Reaction has been mixed but one concern being raised is that many more banks of community mailboxes will be vulnerable to mail theft by identity thieves.

There have been ongoing mail theft reports in communities like Belcarra that already have the clustered group boxes, as well as newly developed areas of Surrey, particularly Clayton.

Surrey resident Craig Findlay says the community mailbox in his Fleetwood neighbourhood was broken into repeatedly and says Canada Post must make them more secure before converting the remaining urban neighbourhoods.

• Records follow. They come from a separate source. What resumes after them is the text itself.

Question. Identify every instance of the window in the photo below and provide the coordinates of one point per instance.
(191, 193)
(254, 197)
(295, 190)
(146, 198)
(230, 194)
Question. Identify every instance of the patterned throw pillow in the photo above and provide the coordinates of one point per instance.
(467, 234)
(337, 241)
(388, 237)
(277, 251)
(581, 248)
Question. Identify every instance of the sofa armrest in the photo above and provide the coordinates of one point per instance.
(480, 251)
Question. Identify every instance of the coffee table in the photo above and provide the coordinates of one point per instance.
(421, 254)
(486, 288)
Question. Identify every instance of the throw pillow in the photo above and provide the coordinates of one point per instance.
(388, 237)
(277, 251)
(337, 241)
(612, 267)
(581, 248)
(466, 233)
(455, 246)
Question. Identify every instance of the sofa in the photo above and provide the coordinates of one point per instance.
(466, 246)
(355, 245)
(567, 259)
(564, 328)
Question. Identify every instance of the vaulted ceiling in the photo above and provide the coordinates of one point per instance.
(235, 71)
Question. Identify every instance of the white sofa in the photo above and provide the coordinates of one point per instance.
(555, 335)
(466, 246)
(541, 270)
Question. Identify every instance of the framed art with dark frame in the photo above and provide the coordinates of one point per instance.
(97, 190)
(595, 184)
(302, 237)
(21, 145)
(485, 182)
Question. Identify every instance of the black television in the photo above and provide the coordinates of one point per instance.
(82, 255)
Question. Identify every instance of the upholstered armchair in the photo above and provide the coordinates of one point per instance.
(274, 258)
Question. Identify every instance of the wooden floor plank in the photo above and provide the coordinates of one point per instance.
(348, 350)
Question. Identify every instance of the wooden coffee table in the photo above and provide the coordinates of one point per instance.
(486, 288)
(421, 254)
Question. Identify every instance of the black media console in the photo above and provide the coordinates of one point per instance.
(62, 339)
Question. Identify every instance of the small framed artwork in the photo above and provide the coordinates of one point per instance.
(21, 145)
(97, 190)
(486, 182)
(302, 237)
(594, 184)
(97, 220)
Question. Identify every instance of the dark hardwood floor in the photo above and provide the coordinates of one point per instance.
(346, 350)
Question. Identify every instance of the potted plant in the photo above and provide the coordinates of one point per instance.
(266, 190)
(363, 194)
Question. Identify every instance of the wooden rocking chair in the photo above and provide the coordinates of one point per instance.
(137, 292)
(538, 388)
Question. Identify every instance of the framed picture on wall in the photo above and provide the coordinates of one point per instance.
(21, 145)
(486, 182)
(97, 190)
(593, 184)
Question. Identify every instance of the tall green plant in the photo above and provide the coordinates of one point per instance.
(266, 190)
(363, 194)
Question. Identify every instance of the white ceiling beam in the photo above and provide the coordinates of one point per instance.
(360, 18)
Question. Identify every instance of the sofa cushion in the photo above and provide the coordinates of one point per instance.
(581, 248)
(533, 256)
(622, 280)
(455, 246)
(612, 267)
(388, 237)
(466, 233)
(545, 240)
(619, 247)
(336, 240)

"It's going to be an exercise in futility as far as I'm concerned," Findlay said. "They should try it in one or two places and find out for themselves how bad it's going to be."

Findlay said Canada Post is right to seek ways to stop losing money.

But he said it might be smarter to reduce home delivery to every second or third day, or else put group boxes in publicly accessible indoor areas such as malls, until mail thieves can be thwarted.

Belcarra Mayor Ralph Drew said Canada Post has hardened the community boxes somewhat with anti-pry devices so they are less vulnerable to theft.

"It's not as bad as it was," he said, but added mail theft from the boxes remains a continuing problem throughout the Tri-Cities.

"If somebody's determined, they're going to get in."

Drew said the complete transition away from door-to-door home delivery was predictable and inevitable.

"Home delivery people really been subsidized by the other two thirds of the Canadian public in terms of the cost of the system."